Inspired by the interconnectedness of Indra's net, Jadranka Andros builds up the surfaces of her watercolour and acrylic paintings with rhinestones, crystals, wire and paper to create compelling works in relief. Andros says that "Each piece is both a fragment of the whole and a mirror of it, inviting viewers to see themselves as part of a larger, unified world"
With vibrant colour, hard edges and flowing lines, Carra Christie’s vibrant acrylic on canvas paintings beautifully capture the energy of air, water, sound and movement through space. Within the frames of her recent acrylic paintings she creates a “visual bending-of -the -rules” to conjure a perspectival impossibility that creates, she says “ a visual enigma which the viewer intuitively attempts to ‘untangle’ in order to satisfy the rational mind. “
With a profound and delicate touch, A. Georgi Frie has created a suite of reductive block prints that invite the viewer to take flight with her. With minimal means Frie successfully conjures, wonder, innocence, and the peace that comes from direct observation. With two, three and four colour compositions, she cinematically portrays the aerial acrobatics performed from a flight school close to her home studio.

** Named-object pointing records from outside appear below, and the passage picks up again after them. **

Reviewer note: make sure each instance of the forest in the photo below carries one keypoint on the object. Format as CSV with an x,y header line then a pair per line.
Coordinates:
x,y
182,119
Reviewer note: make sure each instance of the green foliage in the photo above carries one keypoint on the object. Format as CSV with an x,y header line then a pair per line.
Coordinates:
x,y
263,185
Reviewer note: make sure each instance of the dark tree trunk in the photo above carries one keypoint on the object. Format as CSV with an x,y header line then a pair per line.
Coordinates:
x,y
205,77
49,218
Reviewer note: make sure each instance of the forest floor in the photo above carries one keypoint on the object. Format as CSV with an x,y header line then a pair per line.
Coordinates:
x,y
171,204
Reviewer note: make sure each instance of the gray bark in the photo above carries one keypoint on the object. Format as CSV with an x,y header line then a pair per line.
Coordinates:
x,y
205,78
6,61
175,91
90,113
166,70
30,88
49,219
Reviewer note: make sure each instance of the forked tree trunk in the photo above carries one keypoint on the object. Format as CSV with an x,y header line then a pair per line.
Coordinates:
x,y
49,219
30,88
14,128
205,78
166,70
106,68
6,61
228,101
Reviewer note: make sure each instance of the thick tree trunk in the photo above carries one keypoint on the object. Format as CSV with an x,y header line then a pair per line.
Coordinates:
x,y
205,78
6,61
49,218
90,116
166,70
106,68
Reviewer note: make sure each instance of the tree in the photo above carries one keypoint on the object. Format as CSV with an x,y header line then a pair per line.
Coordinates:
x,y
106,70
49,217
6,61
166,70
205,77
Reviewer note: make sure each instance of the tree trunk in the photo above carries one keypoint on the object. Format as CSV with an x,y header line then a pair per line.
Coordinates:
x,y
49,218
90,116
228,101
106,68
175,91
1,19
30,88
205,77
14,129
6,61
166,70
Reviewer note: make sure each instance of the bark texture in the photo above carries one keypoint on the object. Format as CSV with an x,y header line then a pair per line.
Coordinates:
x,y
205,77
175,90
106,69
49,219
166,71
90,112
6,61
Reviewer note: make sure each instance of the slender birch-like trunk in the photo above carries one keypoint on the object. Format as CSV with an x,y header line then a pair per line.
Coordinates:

Julia Knowlden’s lush and atmospheric oil on canvas depictions of the fungal world and the mycelia networks that support them, hold within them a quiet resistance to the commercial, industrial powers that seek to transform our wild natural places into condos and strip malls. Her sculptural textile work Hanging by a Thread is, itself an artifact of a performative act of resistance in front of Canmore Town hall ( that can be viewed in her video). The performance was a protest to the recent decision to develop part of the Three Sisters Wildlife Corridor into condos and resorts.
Working intuitively in sculpture, mixed media, watercolour and ink, Jason Ritter transforms his grapples with past trouble into beautiful works of art. Through a process akin to alchemy, he wrests with these internal battles, forging his struggles into objects and images of power and beauty.
Denise Tierney’s evocative work in oil on cradled panel and canvas takes as its focus the human condition. Her use of colour and gesture reveal a masterful handling of her medium. In the suite of works she is sharing with us here, she casts her sensitive gaze on life’s rituals. Whether in light hearted shared traditions, or personal rites of passage, heavy in gravitas, are all present in these compelling compositions.
It is an honour to welcome these six VIU Visual Art Alumni back to share the fruits of their labours.